In retrospect, Peaches’ bodily obsessions feels less like provocation for provocation’s sake and more an early blueprint for the abrasive hyperfemininity now dominating the cunty techno underground, as well as pop. Artists like Kim Petras, Miss Bashful and Chase Icon have inherited this fascination with femininity and the female body which is not only injected with camp, but amplified into something confrontational and harsh. Speaking to the Recording Academy in 2023, Petras cited Peaches as early inspiration for her ‘Slut Pop’ universe :‘I grew up listening to the dirtiest s***...I listened to Ayesha Erotica so much - to Peaches, to, like, Amanda Lepore’s quick dip into music’. Hearing ‘Peaches’ in the same breath as contemporary, trans SoundCloud baby Ayesha Erotica shows just to what degree The Fuck The Pain Away singer created a template for this strain of confrontational, sex-first, DIY electronic femininity. Additionally, the recent explosion of Slayyyter into the mainstream affirms this strain as foundational to contemporary queer and femme-forward pop and club music; not only have these aesthetics and themes become normalised, they’re now lauded on a larger scale.
Alternatively, Sabrina Carpenter muddies Peaches’ influence far beyond these left-field, ‘weird’ girls. As a seemingly heterosexual, blonde pin-up, Sabrina reveals how the aesthetics and attitudes of Peaches have seeped into the general pop universe. Her horny musical offerings suggest that polished pop femininity is not merely passive and saccharine, but can exhibit an overt sexual appetite. Not only did Peaches spearhead camp horniness, she broke the mould of pop performance and subsequently helped reshape the conditions under which femininity, queerness and sexual performance could operate within pop culture. As a song on her new album No Lube, So Rude declares: “Fuck How You Wanna Fuck”, and that radical agency and choice is a call to arms: not only for sex, but for female identity. Regularly, she acknowledges and champions new female acts; closing her set, she brought out Lambrini Girls frontwoman Phoebe Lunny for Fuck the Pain Away, screaming “Do you know how much I love Phoebe, how cool her band is?” and “Give it up for Lambrini Girls!”, before scampering off with a flick of her pubic hair tail.

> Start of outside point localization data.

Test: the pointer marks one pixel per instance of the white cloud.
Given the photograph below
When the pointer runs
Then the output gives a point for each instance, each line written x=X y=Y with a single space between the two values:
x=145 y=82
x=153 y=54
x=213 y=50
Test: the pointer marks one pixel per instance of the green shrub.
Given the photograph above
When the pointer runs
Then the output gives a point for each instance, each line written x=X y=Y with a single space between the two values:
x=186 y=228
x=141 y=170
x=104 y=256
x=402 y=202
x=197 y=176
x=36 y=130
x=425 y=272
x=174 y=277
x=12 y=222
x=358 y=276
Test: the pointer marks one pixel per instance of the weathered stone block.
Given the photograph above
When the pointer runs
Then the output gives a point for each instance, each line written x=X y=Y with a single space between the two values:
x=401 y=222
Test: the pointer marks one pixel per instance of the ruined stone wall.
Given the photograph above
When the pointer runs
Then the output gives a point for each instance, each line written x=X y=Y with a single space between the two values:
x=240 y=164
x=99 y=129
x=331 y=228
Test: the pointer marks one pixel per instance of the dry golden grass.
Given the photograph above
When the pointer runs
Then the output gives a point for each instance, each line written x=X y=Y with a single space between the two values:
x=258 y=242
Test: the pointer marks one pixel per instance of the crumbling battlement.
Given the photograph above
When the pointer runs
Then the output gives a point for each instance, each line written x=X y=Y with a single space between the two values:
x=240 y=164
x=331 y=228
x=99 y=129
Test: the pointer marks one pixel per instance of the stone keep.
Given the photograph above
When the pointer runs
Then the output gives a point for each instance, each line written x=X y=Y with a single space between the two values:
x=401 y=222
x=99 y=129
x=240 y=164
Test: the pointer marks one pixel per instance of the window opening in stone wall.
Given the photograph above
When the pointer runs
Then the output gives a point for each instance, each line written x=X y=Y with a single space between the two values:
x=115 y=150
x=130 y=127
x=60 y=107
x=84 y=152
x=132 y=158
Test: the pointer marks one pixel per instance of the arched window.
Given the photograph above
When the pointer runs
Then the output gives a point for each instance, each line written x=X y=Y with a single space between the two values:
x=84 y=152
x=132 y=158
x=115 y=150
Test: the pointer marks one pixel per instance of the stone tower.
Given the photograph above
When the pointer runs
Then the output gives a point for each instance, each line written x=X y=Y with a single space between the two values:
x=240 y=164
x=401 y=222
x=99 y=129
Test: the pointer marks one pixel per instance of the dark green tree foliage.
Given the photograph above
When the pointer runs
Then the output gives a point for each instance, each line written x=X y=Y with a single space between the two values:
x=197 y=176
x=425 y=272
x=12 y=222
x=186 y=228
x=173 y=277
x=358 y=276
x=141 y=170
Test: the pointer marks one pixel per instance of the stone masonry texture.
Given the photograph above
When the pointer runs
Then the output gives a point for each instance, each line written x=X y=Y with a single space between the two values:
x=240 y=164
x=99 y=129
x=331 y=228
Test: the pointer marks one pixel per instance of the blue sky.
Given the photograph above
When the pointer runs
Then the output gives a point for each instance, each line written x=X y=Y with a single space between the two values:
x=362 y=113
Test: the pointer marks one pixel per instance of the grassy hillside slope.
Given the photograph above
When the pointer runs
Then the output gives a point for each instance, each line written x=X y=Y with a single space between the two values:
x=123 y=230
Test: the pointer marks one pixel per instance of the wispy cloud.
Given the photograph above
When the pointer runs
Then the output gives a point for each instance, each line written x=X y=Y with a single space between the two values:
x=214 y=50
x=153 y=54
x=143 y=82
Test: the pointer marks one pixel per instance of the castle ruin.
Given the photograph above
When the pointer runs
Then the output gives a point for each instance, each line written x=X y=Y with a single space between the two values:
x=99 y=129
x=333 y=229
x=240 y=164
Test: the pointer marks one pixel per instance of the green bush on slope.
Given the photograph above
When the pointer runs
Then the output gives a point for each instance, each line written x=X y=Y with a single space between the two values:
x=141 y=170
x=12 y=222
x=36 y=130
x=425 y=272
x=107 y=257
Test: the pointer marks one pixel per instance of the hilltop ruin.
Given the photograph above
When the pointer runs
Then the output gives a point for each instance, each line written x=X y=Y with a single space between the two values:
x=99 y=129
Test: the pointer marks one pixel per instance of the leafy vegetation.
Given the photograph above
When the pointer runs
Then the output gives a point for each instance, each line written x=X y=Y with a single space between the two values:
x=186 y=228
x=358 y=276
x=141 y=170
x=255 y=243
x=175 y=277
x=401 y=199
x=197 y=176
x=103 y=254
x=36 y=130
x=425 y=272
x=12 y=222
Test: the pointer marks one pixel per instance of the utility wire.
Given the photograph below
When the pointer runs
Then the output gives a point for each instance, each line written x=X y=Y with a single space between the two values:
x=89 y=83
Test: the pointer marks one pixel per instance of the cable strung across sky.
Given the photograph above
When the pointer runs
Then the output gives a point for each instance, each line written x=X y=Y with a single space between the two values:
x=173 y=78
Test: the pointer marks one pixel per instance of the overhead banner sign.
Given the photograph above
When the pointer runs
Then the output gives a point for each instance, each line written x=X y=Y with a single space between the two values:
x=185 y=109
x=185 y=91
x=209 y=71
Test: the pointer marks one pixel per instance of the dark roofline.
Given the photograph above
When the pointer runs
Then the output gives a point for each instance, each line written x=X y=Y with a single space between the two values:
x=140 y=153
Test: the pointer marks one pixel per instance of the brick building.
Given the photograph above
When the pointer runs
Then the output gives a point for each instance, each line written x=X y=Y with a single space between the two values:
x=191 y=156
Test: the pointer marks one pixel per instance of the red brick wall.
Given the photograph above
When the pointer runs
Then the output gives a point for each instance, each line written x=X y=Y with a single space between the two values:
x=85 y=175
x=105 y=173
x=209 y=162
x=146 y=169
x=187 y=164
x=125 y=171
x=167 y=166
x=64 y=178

Meanwhile, pop’s Lesbian Renaissance marches on: Towa Bird just released her sophmore album, “Talking about sex is an active act of liberation and resistance, especially for lesbians, because it's fucking rare”, as she told Cosmopolitan, and MUNA's fourth album ‘Dancing on the Wall’ dropped a week later- a positive deluge from the Sapphic gods. The latter sits firmly in the Peaches canon, exploring the sweaty thrill of lesbian desire whilst mournfully acknowledging the ways in which queer people are increasingly at danger, and the political devastation in which we find ourselves. What once rendered Peaches genuinely transgressive now forms the aesthetic language of an entire generation of femme pop and electronic artists, with hypersexuality pushed to absurdity and queerness as an all-encompassing default.